Don't forget the little things: clean, grease your slider bolts, bleed the dirty fluid outta the lines, clean your pads and rotors with brake cleaner during install, season your rotors, bed your pads, yada yada yada.
 

CALL AAA

Yes THE callaaa
Joined
Apr 19, 2002
Messages
459
Reaction score
39
Location
San Diego
Wow! Thanks for typing all that out, Rick. I think that covers everything. Will I run into any little secrets like the rear caliper "turn-to-compress" trick? That one earned me (yet another) ride on a flatbed. Thanks again,
Tony
 

shojuan

New Member
Joined
Aug 14, 2002
Messages
7,222
Reaction score
1
Location
sunny San Juan Bautista,
Not really. If the caliper pistons are a little too hard to push in or you don't have your big C-clamp/pad spreader tool then open up the bleeder screws and they should push in by hand. Bleed any air out after doing this. If using a pad spreader or C-clamp then put your old pad against the piston to spread out the tool's force and have it working more from the get go. Pretend you are an obsessive compulsive hand washer only the brake parts are your hands and brake cleaner is your soap and brake fluid is doggy doo. Careful of your paint. Brake fluid and cleaner will muck it up.

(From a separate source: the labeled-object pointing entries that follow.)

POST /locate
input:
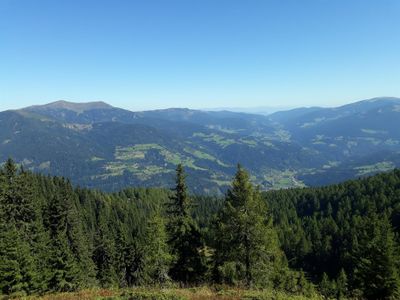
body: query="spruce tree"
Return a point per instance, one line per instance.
(157, 257)
(376, 259)
(247, 251)
(184, 235)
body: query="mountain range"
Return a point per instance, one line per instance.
(98, 145)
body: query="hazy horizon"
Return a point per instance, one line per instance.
(158, 54)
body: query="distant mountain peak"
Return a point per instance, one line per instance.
(73, 106)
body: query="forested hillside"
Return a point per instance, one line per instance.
(340, 240)
(96, 145)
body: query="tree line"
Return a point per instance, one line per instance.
(339, 240)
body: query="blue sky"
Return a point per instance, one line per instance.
(204, 53)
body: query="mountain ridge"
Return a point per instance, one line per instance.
(98, 145)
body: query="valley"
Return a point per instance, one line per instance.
(100, 146)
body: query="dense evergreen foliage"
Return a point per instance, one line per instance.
(342, 238)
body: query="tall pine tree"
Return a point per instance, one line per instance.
(247, 251)
(184, 235)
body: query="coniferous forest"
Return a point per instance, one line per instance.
(339, 241)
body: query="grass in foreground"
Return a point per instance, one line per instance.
(201, 293)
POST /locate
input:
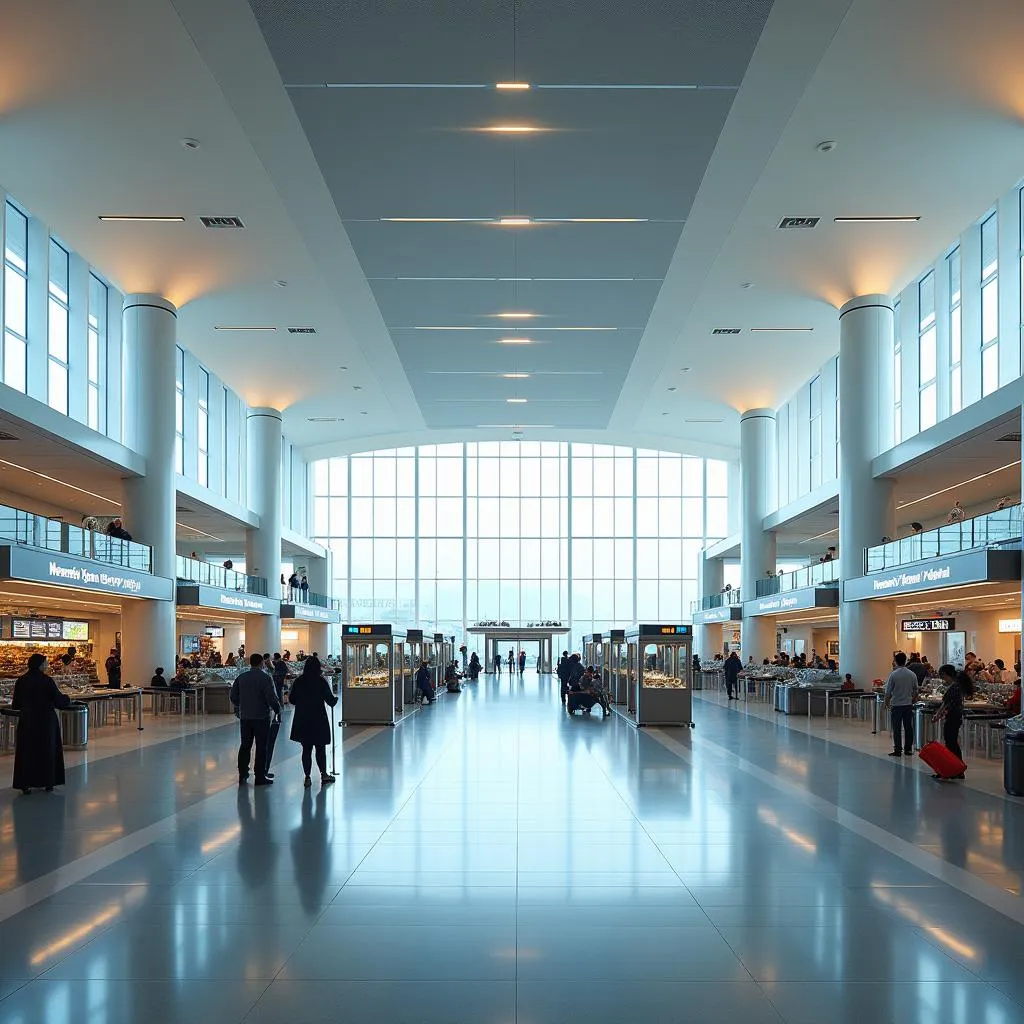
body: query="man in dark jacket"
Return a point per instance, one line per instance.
(255, 700)
(732, 669)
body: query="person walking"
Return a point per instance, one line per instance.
(960, 687)
(311, 695)
(254, 699)
(38, 751)
(732, 669)
(900, 693)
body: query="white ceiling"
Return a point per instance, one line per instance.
(923, 98)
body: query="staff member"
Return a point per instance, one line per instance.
(38, 752)
(254, 699)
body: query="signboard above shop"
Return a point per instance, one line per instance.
(928, 625)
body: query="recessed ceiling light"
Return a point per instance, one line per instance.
(223, 327)
(877, 220)
(131, 218)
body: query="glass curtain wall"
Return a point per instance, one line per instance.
(592, 536)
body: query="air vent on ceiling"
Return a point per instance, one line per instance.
(221, 221)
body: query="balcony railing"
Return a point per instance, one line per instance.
(194, 570)
(819, 574)
(1000, 528)
(54, 535)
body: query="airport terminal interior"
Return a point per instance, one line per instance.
(510, 512)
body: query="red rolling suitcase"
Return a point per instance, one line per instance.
(941, 760)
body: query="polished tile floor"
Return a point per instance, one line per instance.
(495, 861)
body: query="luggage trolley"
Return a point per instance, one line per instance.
(372, 674)
(660, 682)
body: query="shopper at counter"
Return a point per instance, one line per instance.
(900, 693)
(254, 699)
(960, 687)
(311, 695)
(38, 750)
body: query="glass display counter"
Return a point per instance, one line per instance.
(662, 693)
(372, 676)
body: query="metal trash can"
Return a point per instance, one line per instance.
(75, 726)
(1013, 764)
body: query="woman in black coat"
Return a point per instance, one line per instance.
(310, 695)
(39, 753)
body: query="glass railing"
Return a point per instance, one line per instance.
(1000, 528)
(53, 535)
(819, 574)
(194, 570)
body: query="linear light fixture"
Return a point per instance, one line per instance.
(901, 219)
(135, 218)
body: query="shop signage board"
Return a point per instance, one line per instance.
(995, 565)
(706, 616)
(309, 613)
(39, 565)
(794, 600)
(933, 625)
(226, 600)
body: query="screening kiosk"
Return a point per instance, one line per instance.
(660, 683)
(373, 660)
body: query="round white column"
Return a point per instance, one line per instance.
(150, 325)
(263, 438)
(757, 496)
(866, 505)
(708, 637)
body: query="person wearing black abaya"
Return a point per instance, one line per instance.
(39, 753)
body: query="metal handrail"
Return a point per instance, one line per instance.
(55, 535)
(208, 574)
(998, 528)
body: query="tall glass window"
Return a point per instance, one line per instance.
(898, 373)
(96, 345)
(15, 312)
(815, 402)
(179, 410)
(203, 429)
(955, 333)
(444, 536)
(989, 305)
(927, 352)
(58, 314)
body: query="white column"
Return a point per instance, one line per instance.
(757, 463)
(866, 505)
(320, 633)
(263, 544)
(708, 638)
(150, 324)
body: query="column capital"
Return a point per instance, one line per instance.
(150, 299)
(866, 302)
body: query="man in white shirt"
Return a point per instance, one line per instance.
(901, 691)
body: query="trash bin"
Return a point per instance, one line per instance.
(1013, 764)
(75, 726)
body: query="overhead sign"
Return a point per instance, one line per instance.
(794, 600)
(309, 613)
(995, 565)
(928, 625)
(227, 600)
(729, 613)
(38, 565)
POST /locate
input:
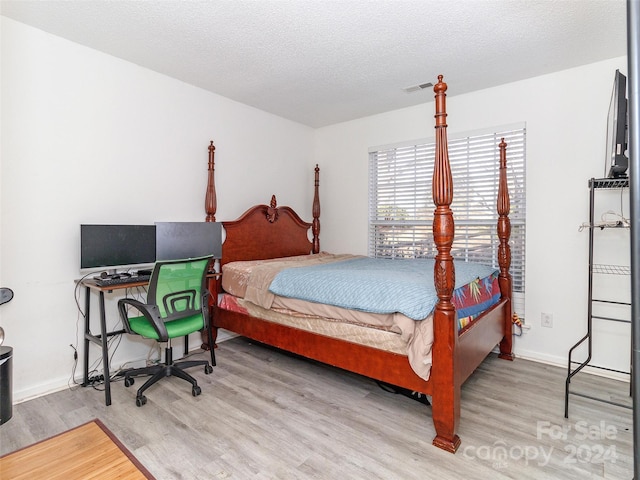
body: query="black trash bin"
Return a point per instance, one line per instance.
(6, 400)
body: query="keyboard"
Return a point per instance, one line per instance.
(122, 280)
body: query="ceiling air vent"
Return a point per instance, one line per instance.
(415, 88)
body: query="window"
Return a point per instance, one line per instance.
(401, 207)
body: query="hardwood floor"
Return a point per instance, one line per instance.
(264, 414)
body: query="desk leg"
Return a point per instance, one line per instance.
(105, 351)
(87, 332)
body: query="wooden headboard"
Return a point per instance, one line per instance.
(265, 231)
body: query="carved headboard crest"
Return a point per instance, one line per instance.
(272, 210)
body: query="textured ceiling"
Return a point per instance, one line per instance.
(321, 62)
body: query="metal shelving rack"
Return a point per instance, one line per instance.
(573, 366)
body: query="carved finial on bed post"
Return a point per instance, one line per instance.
(210, 201)
(504, 251)
(272, 210)
(315, 227)
(446, 408)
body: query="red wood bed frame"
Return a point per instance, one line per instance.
(269, 231)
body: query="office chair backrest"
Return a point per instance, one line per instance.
(178, 287)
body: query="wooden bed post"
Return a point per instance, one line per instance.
(315, 227)
(210, 207)
(210, 200)
(446, 391)
(504, 253)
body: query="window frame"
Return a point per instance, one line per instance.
(400, 185)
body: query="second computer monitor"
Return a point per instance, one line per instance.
(176, 240)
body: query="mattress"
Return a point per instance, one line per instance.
(247, 287)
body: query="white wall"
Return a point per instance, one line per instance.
(88, 138)
(565, 115)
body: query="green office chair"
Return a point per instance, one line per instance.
(177, 305)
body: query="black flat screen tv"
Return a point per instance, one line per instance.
(617, 132)
(114, 246)
(179, 240)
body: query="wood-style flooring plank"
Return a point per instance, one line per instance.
(265, 414)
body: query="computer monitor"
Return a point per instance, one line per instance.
(176, 240)
(116, 246)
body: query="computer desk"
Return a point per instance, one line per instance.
(102, 338)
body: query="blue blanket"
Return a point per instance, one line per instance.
(373, 285)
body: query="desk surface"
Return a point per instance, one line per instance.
(91, 283)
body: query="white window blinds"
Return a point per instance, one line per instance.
(401, 207)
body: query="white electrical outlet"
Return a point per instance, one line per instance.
(546, 319)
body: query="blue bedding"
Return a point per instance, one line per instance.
(373, 285)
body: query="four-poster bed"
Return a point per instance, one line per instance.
(271, 232)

Also, if your brake reservoir is full and you don't plan on bleeding your brakes so you want to keep the bleeders closed then suck out some of the fluid with a turkey baster (have waste container next to reservoir so you can be mindful of your paint when you wield that turkey baster full of brake fluid). When you push the pistons back into their bores they're going to push fluid back into the reservoir.

If you've done brakes before then you probably know all this stuff so I'm just reminding you in case you forgot. Fronts are much easier than rears. Really straight forward and hard to screw up.
 

Shoaz

Studly dood
Joined
Mar 25, 2003
Messages
4,637
Reaction score
593
Location
Scottsdale, AZ
I'll just add a little bit:

It's not really possible to get pads that are both grippy and low dust. If you want very low-dust pads you'll have to sacrifice some grip and heat capability. Low dust pads are generally not good for the track.

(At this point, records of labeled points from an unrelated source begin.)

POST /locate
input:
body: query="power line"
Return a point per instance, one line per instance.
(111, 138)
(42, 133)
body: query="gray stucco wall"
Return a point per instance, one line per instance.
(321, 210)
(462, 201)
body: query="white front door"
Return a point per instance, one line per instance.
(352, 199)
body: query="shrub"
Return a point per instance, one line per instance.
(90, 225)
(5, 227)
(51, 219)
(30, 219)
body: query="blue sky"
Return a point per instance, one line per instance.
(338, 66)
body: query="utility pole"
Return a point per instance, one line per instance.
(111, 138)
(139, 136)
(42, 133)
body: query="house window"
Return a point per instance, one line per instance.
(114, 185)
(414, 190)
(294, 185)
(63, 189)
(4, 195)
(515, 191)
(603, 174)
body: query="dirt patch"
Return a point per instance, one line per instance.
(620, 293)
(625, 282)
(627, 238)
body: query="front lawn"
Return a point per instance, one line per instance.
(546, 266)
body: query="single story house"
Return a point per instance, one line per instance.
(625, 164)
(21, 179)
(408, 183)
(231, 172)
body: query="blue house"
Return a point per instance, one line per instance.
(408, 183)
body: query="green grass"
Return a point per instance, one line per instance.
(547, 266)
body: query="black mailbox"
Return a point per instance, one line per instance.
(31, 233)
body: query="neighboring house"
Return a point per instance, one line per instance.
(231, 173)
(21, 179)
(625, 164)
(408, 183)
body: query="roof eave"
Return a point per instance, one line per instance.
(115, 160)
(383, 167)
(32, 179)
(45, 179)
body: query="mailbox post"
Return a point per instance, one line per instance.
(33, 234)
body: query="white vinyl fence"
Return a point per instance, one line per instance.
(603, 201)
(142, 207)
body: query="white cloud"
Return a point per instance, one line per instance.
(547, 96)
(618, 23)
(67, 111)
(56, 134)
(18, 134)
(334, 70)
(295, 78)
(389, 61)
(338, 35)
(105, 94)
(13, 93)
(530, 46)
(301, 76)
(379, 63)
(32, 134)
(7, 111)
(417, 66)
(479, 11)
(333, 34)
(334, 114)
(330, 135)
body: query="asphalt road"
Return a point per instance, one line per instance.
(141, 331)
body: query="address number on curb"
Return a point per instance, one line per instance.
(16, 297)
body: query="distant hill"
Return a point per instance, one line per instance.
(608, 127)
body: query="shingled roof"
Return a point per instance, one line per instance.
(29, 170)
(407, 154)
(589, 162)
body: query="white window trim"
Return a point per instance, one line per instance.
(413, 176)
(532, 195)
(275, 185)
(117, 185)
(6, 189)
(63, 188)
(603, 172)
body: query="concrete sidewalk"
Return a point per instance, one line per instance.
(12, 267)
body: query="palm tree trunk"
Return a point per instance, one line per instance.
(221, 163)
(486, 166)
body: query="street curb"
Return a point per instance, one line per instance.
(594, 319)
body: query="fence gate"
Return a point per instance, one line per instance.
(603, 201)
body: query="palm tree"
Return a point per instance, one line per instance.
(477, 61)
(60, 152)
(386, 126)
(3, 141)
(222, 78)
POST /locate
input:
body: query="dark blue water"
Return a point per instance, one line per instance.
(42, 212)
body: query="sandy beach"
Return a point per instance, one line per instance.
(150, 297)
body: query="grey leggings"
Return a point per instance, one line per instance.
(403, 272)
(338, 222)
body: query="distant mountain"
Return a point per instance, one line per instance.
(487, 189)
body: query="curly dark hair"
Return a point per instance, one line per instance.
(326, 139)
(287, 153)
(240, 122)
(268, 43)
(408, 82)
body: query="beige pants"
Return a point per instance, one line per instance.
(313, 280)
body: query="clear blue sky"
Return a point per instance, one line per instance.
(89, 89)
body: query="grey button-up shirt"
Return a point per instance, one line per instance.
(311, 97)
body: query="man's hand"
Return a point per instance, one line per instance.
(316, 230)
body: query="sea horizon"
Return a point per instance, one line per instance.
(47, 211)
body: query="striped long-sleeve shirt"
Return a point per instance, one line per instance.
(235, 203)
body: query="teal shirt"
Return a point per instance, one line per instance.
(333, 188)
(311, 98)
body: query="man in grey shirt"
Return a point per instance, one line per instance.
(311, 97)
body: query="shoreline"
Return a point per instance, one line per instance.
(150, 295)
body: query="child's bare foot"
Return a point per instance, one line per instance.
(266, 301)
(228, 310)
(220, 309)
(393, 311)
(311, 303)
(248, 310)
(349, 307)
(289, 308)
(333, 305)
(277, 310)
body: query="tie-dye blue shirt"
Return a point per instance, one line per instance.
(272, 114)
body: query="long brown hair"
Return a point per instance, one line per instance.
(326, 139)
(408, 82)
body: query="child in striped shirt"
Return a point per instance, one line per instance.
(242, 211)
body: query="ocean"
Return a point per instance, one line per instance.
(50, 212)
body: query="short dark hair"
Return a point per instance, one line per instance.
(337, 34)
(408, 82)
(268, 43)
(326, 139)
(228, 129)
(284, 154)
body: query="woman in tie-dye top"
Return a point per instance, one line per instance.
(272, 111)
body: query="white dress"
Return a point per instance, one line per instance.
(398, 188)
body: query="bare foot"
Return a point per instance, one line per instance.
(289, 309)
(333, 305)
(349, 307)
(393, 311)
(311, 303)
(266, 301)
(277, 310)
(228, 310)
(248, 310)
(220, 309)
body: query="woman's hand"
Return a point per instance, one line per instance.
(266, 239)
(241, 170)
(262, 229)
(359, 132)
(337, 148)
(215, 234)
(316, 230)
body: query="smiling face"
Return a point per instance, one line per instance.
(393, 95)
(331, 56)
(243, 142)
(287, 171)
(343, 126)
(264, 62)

What pads you'll need at the track depends a lot on which track you're going to. When I go to PIR I can get about a half-dozen weekends out of a set of race pads. When I go to AMP they'll last one weekend, maybe two if I'm careful. It's very easy to burn through a set of street pads quickly on a track that requires heavy braking. If the track isn't ******* brakes, the picture changes.

Pads aren't hard to change, and IMHO track days are a lot more enjoyable when you're not constantly worried about street pads giving up halfway through a session. There are compromise pads that can be used on street or for reasonable track use, too.

My personal preference when resetting the caliper pistons is to always do it with the bleeder open. It's a good idea to keep fresh fluid in the caliper, so resetting the piston with the bleeder open squeezes out the old fluid and prevents crappy fluid and whatever particles have settled in the caliper from getting pushed back up into the master cylinder.

This might help a bit, too:

SHO brakes at the track.
 

CALL AAA

Yes THE callaaa
Joined
Apr 19, 2002
Messages
459
Reaction score
39
Location
San Diego
One more thing. When you guys say "96," you mean "96 SHO," right? Are the brakes the same on a 96 SLO and a 96 SHO?
 

SHOtimer

#2910
Joined
Sep 8, 2002
Messages
4,081
Reaction score
396
Location
Santa Clarita, Ca
CALL AAA said:
One more thing. When you guys say "96," you mean "96 SHO," right? Are the brakes the same on a 96 SLO and a 96 SHO?

Yes, '96 SHO. The '96 SLO had the same brakes that the 94-95 SHO's did.

Doug
 

CALL AAA

Yes THE callaaa
Joined
Apr 19, 2002
Messages
459
Reaction score
39
Location
San Diego
Yeah, that was pretty good. I think we should get some college credits for the first few paragraphs.